If you want to convert a TeX hyphenation pattern file, you have to undo the TeX encoding for non-ASCII text. FOP uses Unicode, and the patterns must be proper Unicode too. You should be aware of the XML encoding issues, preferably use a good Unicode editor.
Note that FOP does not do Unicode character normalization. If you use combining chars for accents and other character decorations, you must declare character classes for them, and use the same sequence of base character and combining marks in the XSLFO source, otherwise the pattern wouldn't match. Fortunately, Unicode provides precomposed characters for all important cases in common languages, until now nobody run seriously into this issue. Some dead languages and dialects, especially ancient ones, may pose a real problem though.
If you want to generate your own patterns, an open-source utility called patgen can be used to assist in creating pattern files from dictionaries. It is available in many Unix/Linux distributions and every TeX distribution.
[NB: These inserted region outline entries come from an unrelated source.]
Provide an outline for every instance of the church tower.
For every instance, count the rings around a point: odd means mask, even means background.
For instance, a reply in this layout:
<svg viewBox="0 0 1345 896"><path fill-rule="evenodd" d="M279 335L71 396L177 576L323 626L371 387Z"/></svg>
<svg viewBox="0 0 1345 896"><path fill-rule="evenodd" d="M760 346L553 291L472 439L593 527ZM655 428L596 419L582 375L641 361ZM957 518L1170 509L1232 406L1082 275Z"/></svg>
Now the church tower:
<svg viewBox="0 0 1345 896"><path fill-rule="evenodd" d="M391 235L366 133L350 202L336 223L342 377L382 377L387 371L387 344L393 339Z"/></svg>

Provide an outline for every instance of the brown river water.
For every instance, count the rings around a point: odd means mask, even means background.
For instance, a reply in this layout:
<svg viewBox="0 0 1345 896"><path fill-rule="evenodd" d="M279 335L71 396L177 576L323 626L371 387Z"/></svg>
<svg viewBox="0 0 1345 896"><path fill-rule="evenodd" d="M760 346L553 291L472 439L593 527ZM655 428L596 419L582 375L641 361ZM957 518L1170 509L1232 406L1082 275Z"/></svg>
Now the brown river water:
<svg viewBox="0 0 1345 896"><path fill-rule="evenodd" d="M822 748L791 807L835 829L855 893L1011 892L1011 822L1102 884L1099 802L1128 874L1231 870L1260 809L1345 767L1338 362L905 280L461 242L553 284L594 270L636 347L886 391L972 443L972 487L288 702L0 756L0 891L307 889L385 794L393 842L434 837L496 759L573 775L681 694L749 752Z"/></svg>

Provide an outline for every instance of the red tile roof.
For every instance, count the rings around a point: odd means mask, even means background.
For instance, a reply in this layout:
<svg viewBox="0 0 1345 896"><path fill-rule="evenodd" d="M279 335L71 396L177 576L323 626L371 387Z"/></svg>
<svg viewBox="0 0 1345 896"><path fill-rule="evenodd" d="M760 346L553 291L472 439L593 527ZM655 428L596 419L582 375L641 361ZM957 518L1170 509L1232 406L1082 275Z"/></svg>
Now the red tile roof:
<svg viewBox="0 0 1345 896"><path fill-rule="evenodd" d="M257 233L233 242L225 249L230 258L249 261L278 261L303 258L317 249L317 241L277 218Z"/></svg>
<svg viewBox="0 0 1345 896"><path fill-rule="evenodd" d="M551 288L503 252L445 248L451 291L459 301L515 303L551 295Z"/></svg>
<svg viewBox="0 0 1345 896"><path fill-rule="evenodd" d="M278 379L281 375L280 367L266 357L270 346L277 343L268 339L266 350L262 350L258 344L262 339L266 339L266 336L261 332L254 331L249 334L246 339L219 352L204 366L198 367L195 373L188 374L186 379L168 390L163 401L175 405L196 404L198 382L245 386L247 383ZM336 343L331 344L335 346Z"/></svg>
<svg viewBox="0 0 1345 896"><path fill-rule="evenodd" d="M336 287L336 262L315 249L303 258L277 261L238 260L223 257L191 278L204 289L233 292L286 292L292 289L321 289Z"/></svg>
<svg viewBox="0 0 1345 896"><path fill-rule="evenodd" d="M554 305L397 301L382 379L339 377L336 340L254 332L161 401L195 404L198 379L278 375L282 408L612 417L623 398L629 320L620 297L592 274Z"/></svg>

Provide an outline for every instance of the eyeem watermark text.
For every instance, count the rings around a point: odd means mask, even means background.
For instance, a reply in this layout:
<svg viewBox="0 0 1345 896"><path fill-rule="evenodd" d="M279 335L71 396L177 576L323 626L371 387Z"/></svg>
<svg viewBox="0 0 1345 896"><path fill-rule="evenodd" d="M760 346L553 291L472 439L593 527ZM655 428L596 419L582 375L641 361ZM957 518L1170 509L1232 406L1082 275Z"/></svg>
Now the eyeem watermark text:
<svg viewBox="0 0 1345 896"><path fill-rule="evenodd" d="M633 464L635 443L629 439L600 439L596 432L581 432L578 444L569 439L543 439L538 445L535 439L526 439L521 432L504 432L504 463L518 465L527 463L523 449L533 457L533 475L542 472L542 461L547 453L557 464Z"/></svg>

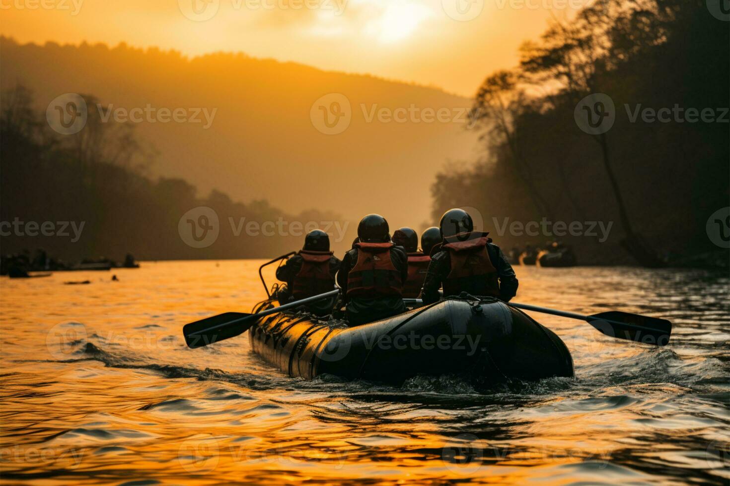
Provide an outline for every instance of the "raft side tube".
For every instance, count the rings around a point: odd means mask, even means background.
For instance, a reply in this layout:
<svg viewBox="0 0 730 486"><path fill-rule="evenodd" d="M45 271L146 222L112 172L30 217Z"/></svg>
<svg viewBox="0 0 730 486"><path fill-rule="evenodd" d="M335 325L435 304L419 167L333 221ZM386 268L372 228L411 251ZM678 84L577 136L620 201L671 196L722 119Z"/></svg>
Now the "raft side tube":
<svg viewBox="0 0 730 486"><path fill-rule="evenodd" d="M250 336L266 361L307 379L327 373L401 383L418 375L469 373L504 383L573 376L562 341L496 299L447 299L351 328L284 313L262 319Z"/></svg>

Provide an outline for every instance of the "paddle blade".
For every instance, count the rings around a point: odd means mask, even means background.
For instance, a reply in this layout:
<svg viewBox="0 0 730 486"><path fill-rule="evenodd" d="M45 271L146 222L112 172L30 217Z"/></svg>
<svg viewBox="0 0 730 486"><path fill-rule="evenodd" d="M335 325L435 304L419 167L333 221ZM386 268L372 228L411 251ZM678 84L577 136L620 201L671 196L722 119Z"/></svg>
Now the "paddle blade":
<svg viewBox="0 0 730 486"><path fill-rule="evenodd" d="M665 346L672 335L672 323L648 315L611 310L589 315L588 323L612 337Z"/></svg>
<svg viewBox="0 0 730 486"><path fill-rule="evenodd" d="M234 337L253 324L253 319L248 319L251 316L252 314L227 312L185 324L182 327L185 342L188 348L195 349Z"/></svg>

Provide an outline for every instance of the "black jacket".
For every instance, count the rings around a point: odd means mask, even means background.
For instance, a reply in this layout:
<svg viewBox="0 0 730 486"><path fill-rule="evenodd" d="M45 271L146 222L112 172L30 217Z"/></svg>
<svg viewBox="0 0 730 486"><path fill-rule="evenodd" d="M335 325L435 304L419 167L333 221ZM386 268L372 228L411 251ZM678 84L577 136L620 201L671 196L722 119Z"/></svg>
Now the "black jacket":
<svg viewBox="0 0 730 486"><path fill-rule="evenodd" d="M440 250L440 246L434 247L431 251L431 263L423 281L423 289L421 291L421 298L424 304L431 304L437 301L440 296L439 289L442 282L451 272L451 256L448 250ZM508 302L517 294L519 282L515 275L515 270L510 264L499 247L493 243L487 243L487 253L489 259L497 270L499 278L499 298Z"/></svg>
Pattern creation for languages like english or german is an art. Read Frank Liang's original paper "Word Hy-phen-a-tion by Com-pu-ter" (yes, with hyphens) for details. The original patgen.web source, included in the TeX source distributions, contains valuable comments, unfortunately technical details often obscure the high level issues. Another important source of information is The TeX Book, appendix H (either read the TeX source, or run it through TeX to typeset it). Secondary articles, for example the works by Petr Sojka, may also give some much needed insight into problems arising in automated hyphenation.